Unser erster Ausflug gilt Allenstein (Olsztyn). Die Hauptattraktionen der Schlossbesichtigung sind ein Porträt sowie eine astronomische Wandzeichnung des großen Kopernikus. Und als wir über den Marktplatz schlendern, staunen wir nicht schlecht, hier den Schriftzug der Deutschen Bank zu entdecken. Und diese großen blauen Neonbuchstaben sind nicht die einzigen leuchtenden Beispiele deutsch-polnischer Entkrampfung. Wir entdecken allerorten den Lebensmitteldiscounter Lidl. Die Speisekarten der Restaurants gibt es zumeist auch in deutscher Version. Nur die günstigen Preise und Gerichte sind rein polnisch - glücklicherweise. Zumeist bestellen wir "Pierogi" - Teigtaschen mit Fleisch, Fisch, Frischkäse, Kohl, Waldpilzen oder auch Heidelbeeren gefüllt.

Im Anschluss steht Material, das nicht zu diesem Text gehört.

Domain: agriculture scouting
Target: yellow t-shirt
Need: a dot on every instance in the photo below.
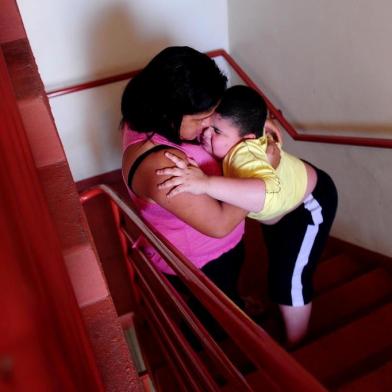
(285, 185)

Vor der evangelischen Kirche in Lötzen (Gizycko): Sie ist eine der wenigen, die nach 1945 nicht katholisch umgewidmet wurde. Jeden Sonntag finden hier zwei Gottesdienste statt, einer auf Deutsch und einer auf Polnisch. Einige Tafeln auf dem Kirchplatz geben einen Überblick über die Historie der Stadt - auf Polnisch, Englisch und Deutsch. Dem­nach waren die Jahre zwischen 1945 und 1947 eine Zeit "großer Wanderungen". Über das jüngste und zugleich schäbigste Kapitel der deutsch-polnischen beziehungsweise evangelisch-katholischen Nicht-Beziehungen schweigt man sich aus. Als Johannes Paul II. 1979 erstmals als Papst seine polnische Heimat aufsuchte, lieferte dies den Anlass und gewissermaßen den Ablass dafür, den wenigen noch verbliebenen evange­lischen Gemeinden ihre Kirchen entweder zu schänden oder wegzunehmen.

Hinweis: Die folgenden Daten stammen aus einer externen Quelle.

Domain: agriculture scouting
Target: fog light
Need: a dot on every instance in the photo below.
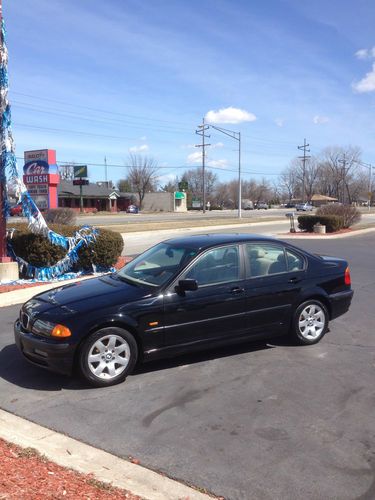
(61, 331)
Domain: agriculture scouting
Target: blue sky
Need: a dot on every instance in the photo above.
(92, 79)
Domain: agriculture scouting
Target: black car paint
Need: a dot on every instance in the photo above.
(246, 308)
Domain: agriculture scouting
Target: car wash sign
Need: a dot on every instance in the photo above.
(40, 175)
(36, 172)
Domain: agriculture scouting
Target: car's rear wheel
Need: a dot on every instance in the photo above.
(310, 322)
(108, 356)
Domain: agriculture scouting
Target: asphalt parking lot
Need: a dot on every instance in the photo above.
(253, 421)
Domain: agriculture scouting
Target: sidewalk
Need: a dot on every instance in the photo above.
(99, 468)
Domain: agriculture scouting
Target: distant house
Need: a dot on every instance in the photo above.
(103, 197)
(98, 196)
(319, 199)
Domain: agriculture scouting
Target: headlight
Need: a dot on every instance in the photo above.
(46, 328)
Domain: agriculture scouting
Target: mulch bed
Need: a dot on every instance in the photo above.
(18, 286)
(26, 475)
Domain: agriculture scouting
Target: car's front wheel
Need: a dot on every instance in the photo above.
(310, 322)
(108, 356)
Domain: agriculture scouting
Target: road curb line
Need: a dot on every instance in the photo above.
(69, 452)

Verheißungsvolle Aufbrüche

Aber lassen wir die Verwerfungen der Vergangenheit und widmen uns den verheißungsvollen Aufbrüchen der Gegenwart. Auf dem Vierkanthof ist eine Sommerfete angesagt. Wir genießen inmitten einer fröhlichen Runde Margits Kochkünste. Man spricht Deutsch, Polnisch und Englisch. Der Wein ist aus Italien.

Die meisten hier kennen einander. Hier trifft sich offenbar eine Art Masuren-Fraktion. Nach dem Dessert geht es zum Lagerfeuer mit Seeblick. In den alten Balken, die dort verglühen, steckt noch so manch handgeschmiedeter Na­gel, Souvenirs dieses masurischen Sommernachtstraums.

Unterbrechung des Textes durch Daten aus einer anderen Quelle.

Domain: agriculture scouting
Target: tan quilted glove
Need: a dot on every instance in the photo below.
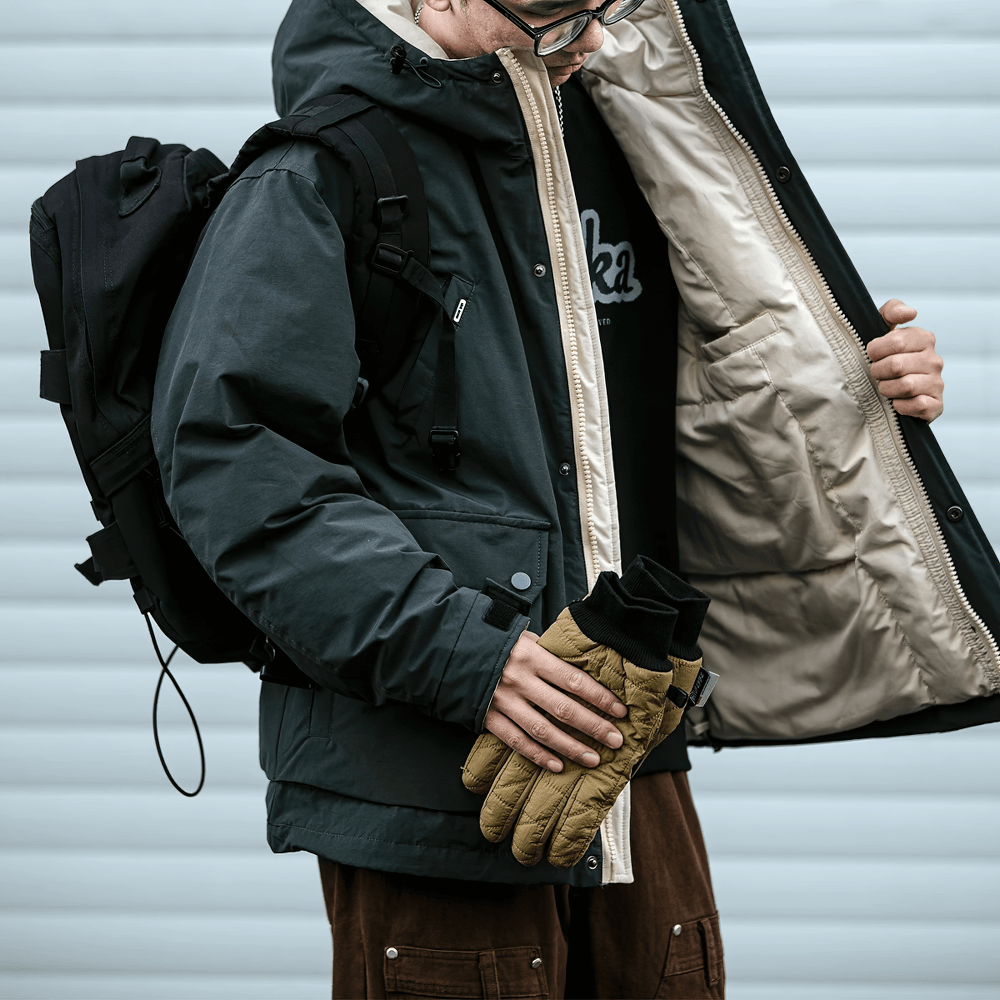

Laut schimpfend trollt ein Dachs vorüber und reißt mich aus dem Schlaf. Ansonsten sind die Nächte hier so zauberhaft still, dass jede Stunde Schlaf als Verschwendung erscheint. In aller Frühe rufen von irgendwoher Kraniche. Und während sich die Störche auf der Wiese hinter dem Haus niederlassen, blättere ich im Ergebnisband eines deutsch-polnischen Forschungsprojekts zum Thema "Soziale Konstruktion von Heimat". Herausgeber ist Ulrich Mai, einer der Gäste des gestrigen Abends. Sein Buch trägt den Titel Masuren: Trauma, Sehnsucht, leichtes Leben. Zur Gefühlswelt einer Landschaft.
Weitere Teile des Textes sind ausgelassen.